BG Files Petition for Cert to the U.S. Supreme Court in Intel ERISA Case
Bailey & Glasser, LLP has filed a petition for certiorari to the Supreme Court of the United States on behalf of client Winston Anderson in his ongoing case against the Intel Corporation Investment Policy Committee, seeking damages for the alleged mismanagement of Intel employees’ retirement funds.
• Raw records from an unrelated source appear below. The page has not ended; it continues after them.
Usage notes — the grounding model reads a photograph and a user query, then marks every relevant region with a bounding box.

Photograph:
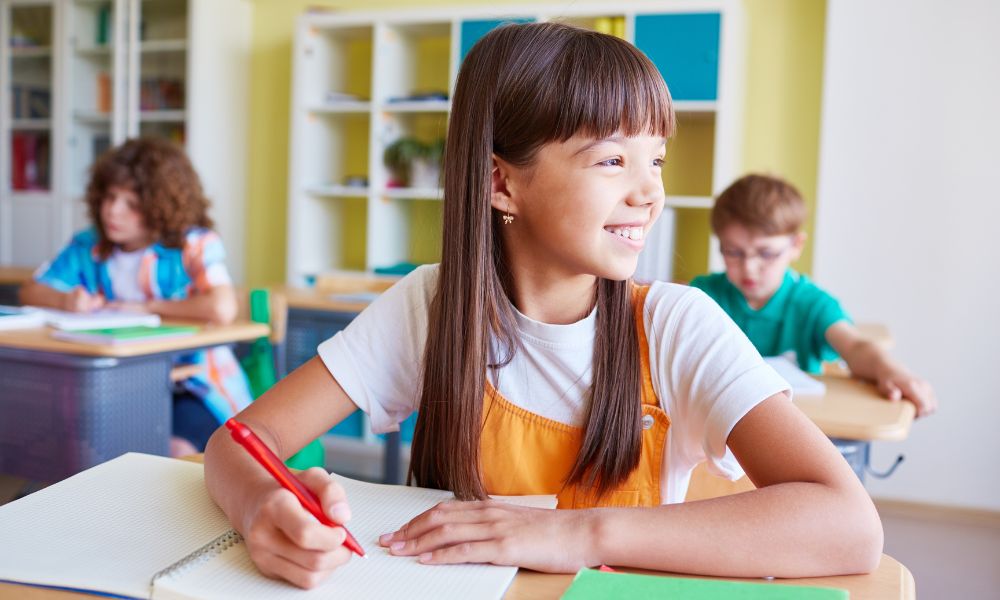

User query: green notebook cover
[52,325,198,345]
[562,569,850,600]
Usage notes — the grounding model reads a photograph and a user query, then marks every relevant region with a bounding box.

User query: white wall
[814,0,1000,510]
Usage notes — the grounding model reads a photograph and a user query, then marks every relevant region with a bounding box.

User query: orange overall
[480,286,670,508]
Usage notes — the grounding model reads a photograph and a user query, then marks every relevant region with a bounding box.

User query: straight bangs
[494,30,676,159]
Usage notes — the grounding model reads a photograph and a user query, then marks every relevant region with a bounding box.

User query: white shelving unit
[0,0,252,279]
[287,0,742,286]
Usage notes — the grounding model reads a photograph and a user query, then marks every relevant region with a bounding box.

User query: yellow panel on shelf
[671,208,711,282]
[408,200,444,264]
[663,113,715,196]
[340,198,368,271]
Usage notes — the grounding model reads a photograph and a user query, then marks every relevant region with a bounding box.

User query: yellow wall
[246,0,826,285]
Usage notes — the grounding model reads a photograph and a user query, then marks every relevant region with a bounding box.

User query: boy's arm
[826,321,937,417]
[142,285,238,325]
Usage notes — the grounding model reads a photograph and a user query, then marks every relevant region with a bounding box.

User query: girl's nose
[626,173,664,206]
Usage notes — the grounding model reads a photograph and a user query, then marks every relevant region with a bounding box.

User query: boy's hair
[85,138,213,258]
[410,23,674,499]
[712,175,806,236]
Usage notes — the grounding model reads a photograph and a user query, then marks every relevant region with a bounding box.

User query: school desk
[0,267,34,306]
[0,554,916,600]
[280,279,403,484]
[0,321,269,482]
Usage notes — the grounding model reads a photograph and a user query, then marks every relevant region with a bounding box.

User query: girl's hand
[379,500,601,573]
[62,287,104,312]
[876,368,937,418]
[243,467,351,589]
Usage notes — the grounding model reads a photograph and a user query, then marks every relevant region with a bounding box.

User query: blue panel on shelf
[635,13,721,100]
[459,18,535,62]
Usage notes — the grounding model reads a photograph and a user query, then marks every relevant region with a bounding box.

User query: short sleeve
[645,283,789,479]
[184,229,233,294]
[318,265,438,433]
[33,232,96,293]
[811,284,852,361]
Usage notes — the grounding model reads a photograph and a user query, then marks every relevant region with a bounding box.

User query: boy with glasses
[691,175,937,417]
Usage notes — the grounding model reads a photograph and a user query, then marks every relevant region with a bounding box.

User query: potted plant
[382,136,427,187]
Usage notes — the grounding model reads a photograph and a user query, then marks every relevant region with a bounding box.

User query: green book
[562,569,850,600]
[52,325,198,346]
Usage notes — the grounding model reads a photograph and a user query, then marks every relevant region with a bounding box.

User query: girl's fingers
[379,501,510,546]
[389,523,498,556]
[252,549,350,589]
[299,467,351,523]
[419,540,513,565]
[270,489,347,551]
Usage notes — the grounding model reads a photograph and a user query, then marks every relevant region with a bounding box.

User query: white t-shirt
[108,248,147,302]
[319,265,789,504]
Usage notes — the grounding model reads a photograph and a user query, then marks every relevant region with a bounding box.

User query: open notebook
[0,453,555,600]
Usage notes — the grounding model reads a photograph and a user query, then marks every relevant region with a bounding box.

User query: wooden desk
[795,374,916,442]
[508,554,916,600]
[0,554,916,600]
[0,322,269,482]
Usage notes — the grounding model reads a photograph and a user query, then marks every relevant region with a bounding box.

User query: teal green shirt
[691,269,851,373]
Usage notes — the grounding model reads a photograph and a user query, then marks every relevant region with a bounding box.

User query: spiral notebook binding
[149,529,243,588]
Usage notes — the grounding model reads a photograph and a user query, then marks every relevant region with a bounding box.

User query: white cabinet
[287,0,742,286]
[0,0,251,278]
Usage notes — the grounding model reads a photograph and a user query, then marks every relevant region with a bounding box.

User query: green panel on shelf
[461,17,535,60]
[670,208,712,281]
[635,13,721,100]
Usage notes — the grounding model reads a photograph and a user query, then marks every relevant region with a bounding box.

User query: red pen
[226,419,365,558]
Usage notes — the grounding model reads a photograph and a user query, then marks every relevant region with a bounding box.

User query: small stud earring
[503,202,514,225]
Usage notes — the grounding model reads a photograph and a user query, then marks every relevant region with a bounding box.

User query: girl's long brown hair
[410,23,674,500]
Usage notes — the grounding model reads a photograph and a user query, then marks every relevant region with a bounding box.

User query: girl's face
[493,135,666,280]
[101,186,152,252]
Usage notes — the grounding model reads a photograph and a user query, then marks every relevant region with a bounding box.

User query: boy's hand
[243,468,351,589]
[108,302,152,313]
[63,287,104,312]
[875,368,937,418]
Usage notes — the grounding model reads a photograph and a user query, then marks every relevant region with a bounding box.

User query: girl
[205,23,882,587]
[21,139,252,456]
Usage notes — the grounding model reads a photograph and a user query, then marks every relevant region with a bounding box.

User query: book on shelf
[52,325,198,346]
[0,453,555,600]
[0,305,45,331]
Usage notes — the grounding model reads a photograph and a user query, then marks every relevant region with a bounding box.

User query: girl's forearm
[594,483,882,577]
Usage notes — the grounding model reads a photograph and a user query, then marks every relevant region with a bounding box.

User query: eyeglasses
[719,244,792,266]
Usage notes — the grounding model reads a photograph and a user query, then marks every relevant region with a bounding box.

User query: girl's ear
[490,154,517,215]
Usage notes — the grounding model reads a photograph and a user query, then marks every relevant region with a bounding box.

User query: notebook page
[153,475,555,600]
[0,453,229,598]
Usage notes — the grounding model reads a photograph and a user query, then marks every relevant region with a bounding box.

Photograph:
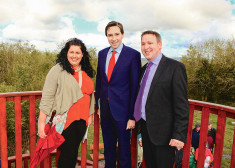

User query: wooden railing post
[81,139,87,168]
[29,96,36,160]
[131,130,137,168]
[213,110,226,168]
[197,107,209,168]
[93,107,100,168]
[229,127,235,168]
[0,98,8,168]
[14,96,22,167]
[182,104,195,167]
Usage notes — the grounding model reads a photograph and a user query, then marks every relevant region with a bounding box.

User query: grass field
[193,111,235,168]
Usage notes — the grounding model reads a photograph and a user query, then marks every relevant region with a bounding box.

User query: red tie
[107,51,116,81]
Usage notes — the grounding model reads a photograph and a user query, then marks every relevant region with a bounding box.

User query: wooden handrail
[0,91,235,168]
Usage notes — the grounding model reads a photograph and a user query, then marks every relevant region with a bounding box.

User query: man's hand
[87,114,93,125]
[126,120,135,130]
[169,139,184,150]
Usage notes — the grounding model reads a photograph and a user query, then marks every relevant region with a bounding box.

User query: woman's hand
[87,114,93,125]
[38,111,47,138]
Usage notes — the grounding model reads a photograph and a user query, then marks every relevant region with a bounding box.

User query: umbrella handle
[48,110,56,125]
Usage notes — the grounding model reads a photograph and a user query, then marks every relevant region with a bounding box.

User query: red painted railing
[0,91,235,168]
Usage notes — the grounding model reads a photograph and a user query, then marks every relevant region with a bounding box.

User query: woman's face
[67,45,83,69]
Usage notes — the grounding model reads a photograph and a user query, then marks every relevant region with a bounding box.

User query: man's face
[107,26,124,50]
[141,34,162,62]
[208,124,212,131]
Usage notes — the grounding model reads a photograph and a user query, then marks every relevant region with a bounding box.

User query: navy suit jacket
[96,45,141,121]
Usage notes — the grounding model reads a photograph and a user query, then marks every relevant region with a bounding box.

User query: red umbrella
[29,110,65,168]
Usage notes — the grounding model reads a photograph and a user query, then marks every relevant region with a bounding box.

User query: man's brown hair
[141,30,162,42]
[105,21,124,36]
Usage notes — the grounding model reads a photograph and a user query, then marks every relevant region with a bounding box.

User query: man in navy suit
[96,21,141,168]
[134,31,189,168]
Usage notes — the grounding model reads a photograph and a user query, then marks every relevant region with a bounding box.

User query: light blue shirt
[105,44,123,75]
[141,53,162,121]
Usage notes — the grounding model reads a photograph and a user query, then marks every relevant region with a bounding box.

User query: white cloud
[0,0,235,57]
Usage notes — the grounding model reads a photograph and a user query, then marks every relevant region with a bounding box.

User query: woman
[38,38,94,168]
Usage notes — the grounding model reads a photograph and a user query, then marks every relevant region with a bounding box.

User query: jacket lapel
[109,44,126,81]
[147,55,167,101]
[101,48,109,81]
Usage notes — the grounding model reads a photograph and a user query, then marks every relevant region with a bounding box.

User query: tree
[181,39,235,106]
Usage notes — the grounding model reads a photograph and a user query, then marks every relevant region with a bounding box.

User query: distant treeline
[0,39,235,156]
[180,39,235,106]
[0,39,235,106]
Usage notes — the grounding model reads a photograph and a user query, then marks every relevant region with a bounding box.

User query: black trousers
[58,119,86,168]
[139,119,175,168]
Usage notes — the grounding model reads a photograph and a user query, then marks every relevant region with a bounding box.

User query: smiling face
[107,26,124,50]
[141,34,162,62]
[67,45,83,69]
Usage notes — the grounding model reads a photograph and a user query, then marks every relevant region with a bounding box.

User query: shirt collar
[148,53,162,65]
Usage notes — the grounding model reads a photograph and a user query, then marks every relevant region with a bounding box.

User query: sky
[0,0,235,58]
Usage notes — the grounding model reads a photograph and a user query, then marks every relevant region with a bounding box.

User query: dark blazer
[96,45,141,121]
[140,55,189,145]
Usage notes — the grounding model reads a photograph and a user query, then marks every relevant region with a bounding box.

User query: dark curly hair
[56,38,94,78]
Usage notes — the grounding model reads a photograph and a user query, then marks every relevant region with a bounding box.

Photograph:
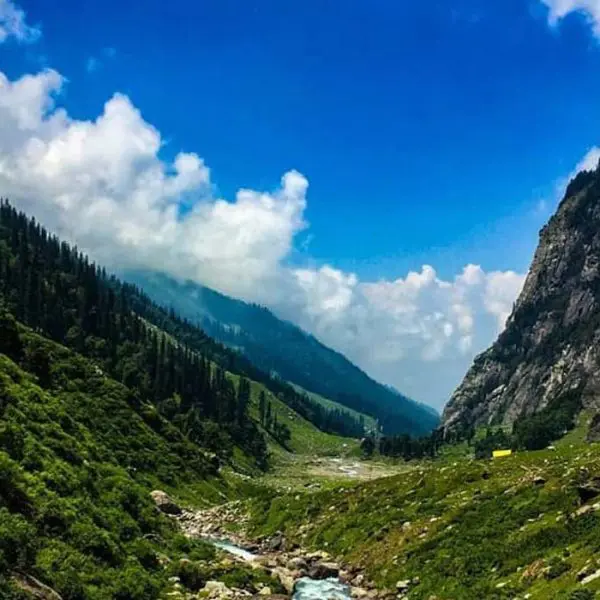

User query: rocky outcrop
[442,169,600,431]
[150,490,181,515]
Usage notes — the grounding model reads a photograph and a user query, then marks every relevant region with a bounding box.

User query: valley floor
[200,432,600,600]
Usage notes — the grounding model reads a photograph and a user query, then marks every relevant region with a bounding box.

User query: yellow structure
[492,450,512,458]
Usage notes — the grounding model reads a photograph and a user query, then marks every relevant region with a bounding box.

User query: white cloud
[0,0,41,44]
[569,146,600,172]
[85,56,100,73]
[541,0,600,36]
[0,70,523,406]
[85,46,117,73]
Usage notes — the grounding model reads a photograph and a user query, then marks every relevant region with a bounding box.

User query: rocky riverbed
[155,494,404,600]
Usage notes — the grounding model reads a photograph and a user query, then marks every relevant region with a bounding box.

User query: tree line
[0,200,362,460]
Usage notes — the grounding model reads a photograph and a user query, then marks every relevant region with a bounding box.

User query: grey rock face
[442,170,600,431]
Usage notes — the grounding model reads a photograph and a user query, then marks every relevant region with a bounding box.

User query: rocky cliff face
[443,168,600,430]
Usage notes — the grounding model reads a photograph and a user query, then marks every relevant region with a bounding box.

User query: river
[208,539,352,600]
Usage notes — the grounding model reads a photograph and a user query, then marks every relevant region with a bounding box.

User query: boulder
[577,477,600,503]
[202,580,234,599]
[286,556,308,573]
[267,531,285,552]
[12,573,62,600]
[308,562,340,579]
[150,490,182,515]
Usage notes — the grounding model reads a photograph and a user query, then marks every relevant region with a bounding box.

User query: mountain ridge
[442,163,600,430]
[123,271,438,434]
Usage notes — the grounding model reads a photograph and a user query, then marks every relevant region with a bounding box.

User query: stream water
[208,539,352,600]
[292,577,352,600]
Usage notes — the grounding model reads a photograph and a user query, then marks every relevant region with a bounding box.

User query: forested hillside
[125,272,438,435]
[0,201,363,442]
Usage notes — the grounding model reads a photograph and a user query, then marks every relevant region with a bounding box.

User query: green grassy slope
[248,444,600,600]
[228,373,358,456]
[290,382,377,431]
[0,330,264,600]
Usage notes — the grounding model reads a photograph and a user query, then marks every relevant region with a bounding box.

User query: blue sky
[0,0,600,406]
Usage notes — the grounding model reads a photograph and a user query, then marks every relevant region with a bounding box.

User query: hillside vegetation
[125,272,438,435]
[252,435,600,600]
[0,322,270,600]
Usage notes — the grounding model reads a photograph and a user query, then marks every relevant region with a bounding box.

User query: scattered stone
[581,569,600,585]
[575,504,594,517]
[286,556,308,572]
[308,562,340,579]
[267,531,285,552]
[150,490,182,515]
[576,561,596,581]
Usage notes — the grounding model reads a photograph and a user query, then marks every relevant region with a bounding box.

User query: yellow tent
[493,450,512,458]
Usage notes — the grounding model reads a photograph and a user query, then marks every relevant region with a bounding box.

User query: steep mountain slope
[125,272,438,434]
[0,201,372,442]
[443,163,600,430]
[0,322,253,600]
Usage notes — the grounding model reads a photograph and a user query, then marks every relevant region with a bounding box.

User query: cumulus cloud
[0,0,41,44]
[277,265,524,407]
[541,0,600,36]
[85,46,117,73]
[0,70,523,406]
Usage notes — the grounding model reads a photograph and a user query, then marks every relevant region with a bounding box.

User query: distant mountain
[443,162,600,438]
[124,271,438,435]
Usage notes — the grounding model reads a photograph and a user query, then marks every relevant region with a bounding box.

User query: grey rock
[308,562,340,579]
[150,490,182,515]
[442,164,600,439]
The petition asks the Court to review and overturn the Ninth Circuit’s categorical application of the “meaningful benchmark” requirement, which required the plaintiff’s pleadings to compare the challenged fund to others that are “meaningfully similar.”
Gregory Porter, BG’s ERISA Practice Group Leader and leading co-counsel in this case, said, “This case presents a critical opportunity to clarify how courts evaluate fiduciary decision-making in complex retirement-plan investments, particularly as plans increasingly incorporate alternative and nontraditional assets.”
In addition to Greg Porter, the petition was filed by Bailey Glasser’s nationally recognized ERISA litigation team, which includes partners Mark Boyko and Ryan Jenny, as well as co-counsel from Gupta Wessler LLP and The Barton Firm LLP.
Mr. Anderson, a long-time Intel employee and participant in the company’s retirement plans, alleges that Intel’s plan fiduciaries violated their duties of prudence and loyalty under the Employee Retirement Income Security Act of 1974 (ERISA). The complaint contends that the fiduciaries invested billions of dollars of plan assets in unproven, high-risk, and illiquid alternative investments, such as hedge funds and private equity, through custom target-date and multi-asset funds, exposing participants to unnecessary risk and underperformance relative to traditional retirement investment options.
The U.S. District Court for the Northern District of California dismissed the case, holding that the complaint did not plausibly allege imprudence or disloyalty because it failed to identify “meaningful benchmarks” for comparing the Intel funds’ performance. In May 2025, the U.S. Court of Appeals for the Ninth Circuit affirmed, concluding that ERISA plaintiffs must identify comparator funds with similar objectives, risks, and rewards to support claims of imprudent investment. The court emphasized that fiduciary conduct must be judged based on process rather than outcomes and that conclusory allegations of risk or underperformance are insufficient.
Mr. Anderson’s petition asks the Supreme Court to address an important question under ERISA’s “prudent person standard of care,” which requires fiduciaries to manage retirement plan assets with the same care, skill, and diligence that a prudent expert would use in similar circumstances. Specifically, the petition challenges the Ninth Circuit’s “meaningful benchmark” rule, requiring plaintiffs to compare a plan’s investments to a nearly identical alternative fund to show mismanagement, even if no such comparable fund exists. The petition argues that this rigid rule conflicts with ERISA’s plain language and the Supreme Court’s prior rulings in Fifth Third Bancorp v. Dudenhoeffer and Hughes v. Northwestern University, which make clear that fiduciary prudence must be evaluated based on context and circumstances, not categorical pleading requirements.
The lower case is Anderson v. Intel Corporation Investment Policy Committee et al. (Case No. 5:19-cv-04618, U.S. District Court for the Northern District of California).